Failure to Ensure Timely Diagnostic Imaging and Results
Penalty
Summary
The deficiency involves the facility’s failure to obtain and/or ensure timely diagnostic imaging and results for a resident with multiple complex medical conditions. The resident was admitted with diagnoses including hydronephrosis, hypertension, type 2 diabetes mellitus, diabetic foot ulcer, venous insufficiency, and congestive heart failure. An order was placed on February 6, 2026, for a right duplex venous scan related to venous insufficiency, and the order indicated the imaging was sent that same day. The radiology company reported that the exam was not actually performed until February 9, 2026, three days after the order, despite a contract requirement that services be provided within 24 business hours or a time be scheduled with notification to the facility if that timeframe could not be met. The radiology company further stated that results are usually available within six to eight hours after imaging, but in this case the exam was not read by a radiologist and the results were not sent to the facility until February 13, 2026. The DON confirmed the facility did not receive the diagnostic imaging results until February 13, 2026, and that she only contacted the radiology company after the resident’s family inquired about the results during a care plan meeting that same day.
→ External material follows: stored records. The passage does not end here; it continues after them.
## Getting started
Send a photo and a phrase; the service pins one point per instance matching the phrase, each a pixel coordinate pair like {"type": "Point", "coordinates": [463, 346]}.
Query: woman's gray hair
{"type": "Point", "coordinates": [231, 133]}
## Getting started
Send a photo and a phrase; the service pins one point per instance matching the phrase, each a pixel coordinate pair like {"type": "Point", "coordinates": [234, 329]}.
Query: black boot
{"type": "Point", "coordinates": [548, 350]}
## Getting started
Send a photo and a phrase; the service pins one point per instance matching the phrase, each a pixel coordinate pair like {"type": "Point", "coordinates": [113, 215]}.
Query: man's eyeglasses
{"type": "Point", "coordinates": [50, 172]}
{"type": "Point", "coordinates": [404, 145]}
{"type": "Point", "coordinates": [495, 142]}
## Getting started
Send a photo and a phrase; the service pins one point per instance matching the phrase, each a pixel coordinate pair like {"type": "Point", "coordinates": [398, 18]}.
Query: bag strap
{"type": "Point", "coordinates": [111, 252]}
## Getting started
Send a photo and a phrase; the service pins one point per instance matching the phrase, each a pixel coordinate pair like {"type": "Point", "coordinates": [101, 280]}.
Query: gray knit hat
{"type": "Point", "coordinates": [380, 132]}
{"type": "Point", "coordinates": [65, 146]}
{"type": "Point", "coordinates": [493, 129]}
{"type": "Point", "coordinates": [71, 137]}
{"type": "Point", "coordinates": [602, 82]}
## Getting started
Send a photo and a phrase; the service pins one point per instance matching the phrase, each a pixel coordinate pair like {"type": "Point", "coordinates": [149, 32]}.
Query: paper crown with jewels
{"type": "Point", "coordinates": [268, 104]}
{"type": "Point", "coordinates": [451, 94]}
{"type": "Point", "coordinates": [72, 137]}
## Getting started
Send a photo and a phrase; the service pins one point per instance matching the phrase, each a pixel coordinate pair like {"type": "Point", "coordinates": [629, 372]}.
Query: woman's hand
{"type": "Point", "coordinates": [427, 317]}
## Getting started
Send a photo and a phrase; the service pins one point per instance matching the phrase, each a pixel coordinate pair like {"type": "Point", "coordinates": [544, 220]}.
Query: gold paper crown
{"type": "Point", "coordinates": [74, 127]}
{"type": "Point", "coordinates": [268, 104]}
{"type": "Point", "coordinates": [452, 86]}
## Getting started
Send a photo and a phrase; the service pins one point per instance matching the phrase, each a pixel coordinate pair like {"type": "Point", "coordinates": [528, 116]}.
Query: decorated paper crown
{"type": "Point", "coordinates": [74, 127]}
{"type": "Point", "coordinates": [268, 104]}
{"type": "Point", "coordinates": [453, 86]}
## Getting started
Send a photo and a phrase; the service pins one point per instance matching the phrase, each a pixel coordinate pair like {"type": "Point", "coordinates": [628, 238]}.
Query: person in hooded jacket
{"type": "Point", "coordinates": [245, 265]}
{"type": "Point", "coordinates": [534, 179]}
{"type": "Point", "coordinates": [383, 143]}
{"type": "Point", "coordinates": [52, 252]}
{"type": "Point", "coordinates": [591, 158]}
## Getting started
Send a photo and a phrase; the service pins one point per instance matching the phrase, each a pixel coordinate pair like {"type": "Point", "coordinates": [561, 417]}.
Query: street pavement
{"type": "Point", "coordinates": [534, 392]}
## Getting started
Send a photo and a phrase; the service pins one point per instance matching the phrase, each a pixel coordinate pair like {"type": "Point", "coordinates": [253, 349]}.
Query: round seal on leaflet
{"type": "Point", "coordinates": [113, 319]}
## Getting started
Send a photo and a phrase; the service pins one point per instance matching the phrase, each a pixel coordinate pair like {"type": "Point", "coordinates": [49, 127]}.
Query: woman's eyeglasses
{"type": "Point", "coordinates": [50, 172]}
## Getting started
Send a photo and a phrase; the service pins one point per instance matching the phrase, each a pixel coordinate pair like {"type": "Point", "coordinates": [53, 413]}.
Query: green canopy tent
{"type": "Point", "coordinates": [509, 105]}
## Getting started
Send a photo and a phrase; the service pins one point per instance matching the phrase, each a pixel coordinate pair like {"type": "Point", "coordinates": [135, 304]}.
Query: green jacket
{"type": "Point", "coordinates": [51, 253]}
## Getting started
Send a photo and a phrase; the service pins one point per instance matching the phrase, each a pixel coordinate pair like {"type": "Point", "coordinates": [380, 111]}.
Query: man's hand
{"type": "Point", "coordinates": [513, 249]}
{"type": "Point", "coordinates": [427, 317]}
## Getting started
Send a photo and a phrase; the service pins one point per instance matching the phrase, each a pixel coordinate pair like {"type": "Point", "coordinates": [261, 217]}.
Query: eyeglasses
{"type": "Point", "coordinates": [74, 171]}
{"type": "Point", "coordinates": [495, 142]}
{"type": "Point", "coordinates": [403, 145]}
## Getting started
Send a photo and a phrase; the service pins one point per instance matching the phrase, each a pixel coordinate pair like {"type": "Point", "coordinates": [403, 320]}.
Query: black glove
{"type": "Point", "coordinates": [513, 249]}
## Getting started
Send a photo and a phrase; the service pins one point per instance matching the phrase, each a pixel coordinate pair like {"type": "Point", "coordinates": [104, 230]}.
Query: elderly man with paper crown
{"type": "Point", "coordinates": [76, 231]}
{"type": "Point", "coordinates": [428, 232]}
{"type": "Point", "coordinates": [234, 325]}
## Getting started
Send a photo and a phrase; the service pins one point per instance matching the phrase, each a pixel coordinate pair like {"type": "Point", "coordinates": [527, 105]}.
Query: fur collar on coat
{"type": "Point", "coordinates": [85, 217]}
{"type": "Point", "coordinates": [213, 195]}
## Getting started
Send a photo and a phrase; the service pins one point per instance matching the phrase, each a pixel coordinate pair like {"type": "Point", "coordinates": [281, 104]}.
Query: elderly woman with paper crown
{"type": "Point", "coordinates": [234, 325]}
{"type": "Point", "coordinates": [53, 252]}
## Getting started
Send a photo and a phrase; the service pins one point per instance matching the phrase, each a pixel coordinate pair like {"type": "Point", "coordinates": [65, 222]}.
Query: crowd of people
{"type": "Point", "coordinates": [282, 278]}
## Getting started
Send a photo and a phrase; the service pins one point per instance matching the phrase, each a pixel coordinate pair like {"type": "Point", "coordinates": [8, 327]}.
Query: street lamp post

The radiology company liaison and territory manager acknowledged the delays in both performing the duplex and in resulting the exam, and indicated there was no communication with the facility about these delays, contrary to the contractual obligation to promptly notify the facility if the 24-hour service time could not be met. The facility did not have documentation showing any communication with the radiology company regarding the delayed exam or delayed receipt of results.